Он оставил меня у двери лифта. Я опустился на несколько сот футов и попал в теплый, светлый коридор, где меня дожидался высокий, любезный, розовощекий человек в темном костюме.
Мистер Филд был сама доброжелательность.
— «Райские кущи» всегда готовы прийти на помощь, — замурлыкал он. Ведь не секрет, насколько трудно приспособиться к жизни в эти беспокойные времена. Мы создаем все условия для счастья. С вашего позволения я постараюсь вам помочь, вас удивит, как просто мы избавим вас от всех ваших забот.
— Знаю, знаю, — сказал я. — Где моя жена?
— Сюда, пожалуйста, — и он повел меня по коридору.
По обе стороны были двери, на некоторых поблескивали металлические пластинки, но надписей на пластинках я не разобрал. Наконец мы подошли к одной двери, которая стояла открытой. Внутри было темно.
— Входите, — пригласил мистер Филд и большой теплой рукой легонько подтолкнул меня внутрь.
Зажегся мягкий свет, и я увидел комнату, скудно, но претенциозно обставленную старинной мебелью. Комната была безликая, бесцветная и напоминала номер в отеле — приличном, но далеко не первоклассном. Я искренне удивился.
— Ванная, — сообщил мистер Филд, открывая дверь.
— Превосходно, — ответил я, не глядя. — Теперь насчет моей жены.
— Взгляните, — невозмутимо продолжал мистер Филд, — кровать убирается в стену. Вот кнопка. — Он нажал на кнопку. А эта кнопка возвращает ее на место. Простыни из пластика — им нет сносу. Раз в день в нише циркулирует специальная жидкость — к вечеру у вас чистая, словно только что застланная свежим бельем постель. Вы сами понимаете, как это приятно.
— Безусловно.
— Чтобы вас не беспокоили горничные, — уговаривал мистер Филд, постель будет застилаться магнитным силовым полем. Электромагниты…
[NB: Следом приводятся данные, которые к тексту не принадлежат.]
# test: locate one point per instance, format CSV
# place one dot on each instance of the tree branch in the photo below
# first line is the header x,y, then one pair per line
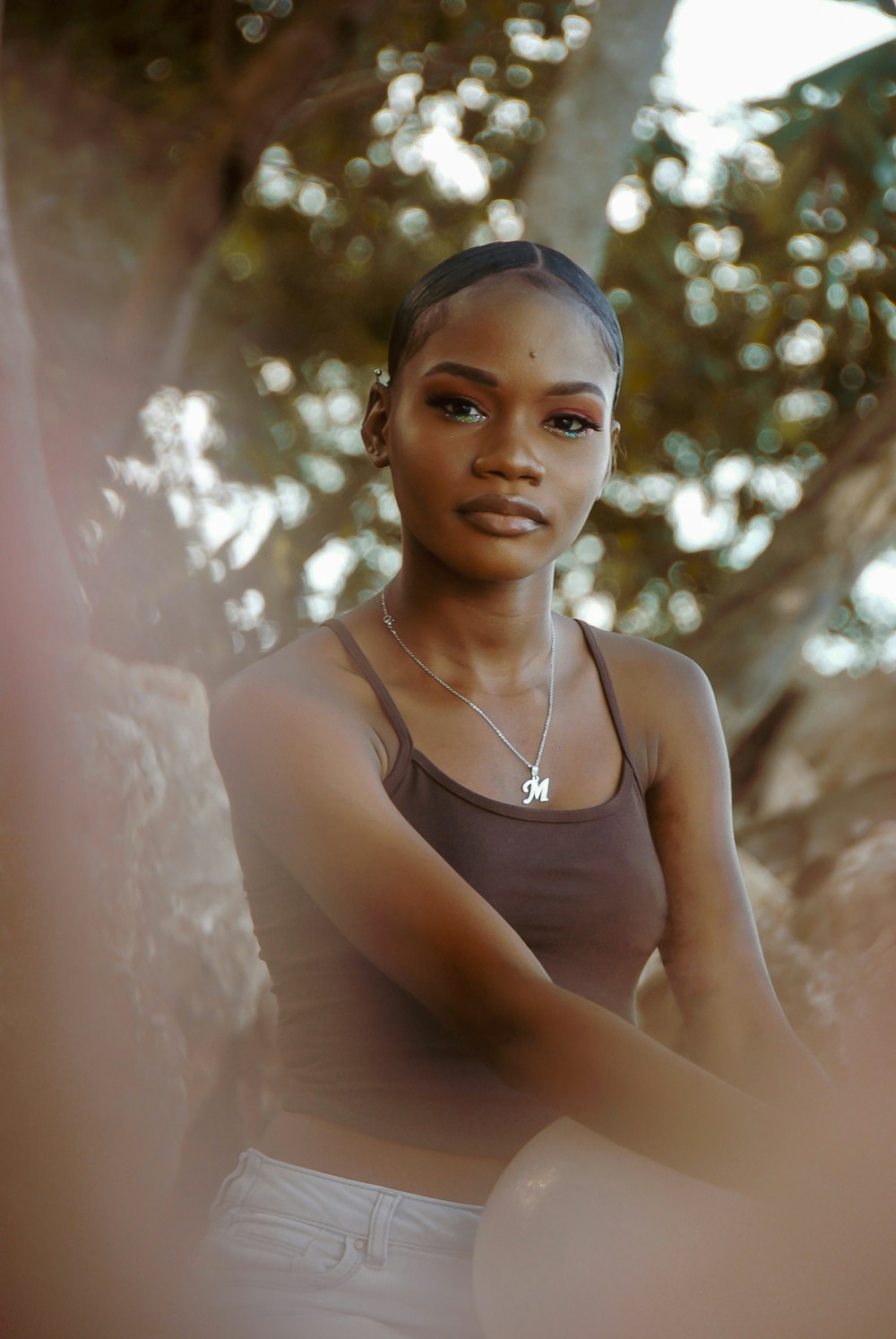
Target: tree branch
x,y
847,515
588,129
— Не утруждайте себя, — прервал я, заметив, что он снова тянется к какой-то кнопке. — Вы попусту тратите время. Проводите меня к жене.
— Мы неустанно печемся о благе своих клиентов, — отвечал он, подняв брови. — Сначала я должен разъяснить, какие именно методы приняты в «Райских кущах». Наберитесь терпения, и, я уверен, вы поймете, почему это необходимо.
Я задумался. Комнатушка произвела на меня гнетущее впечатление. Я был поражен, я не мог поверить, что этот убогий закуток и есть «Райские кущи»!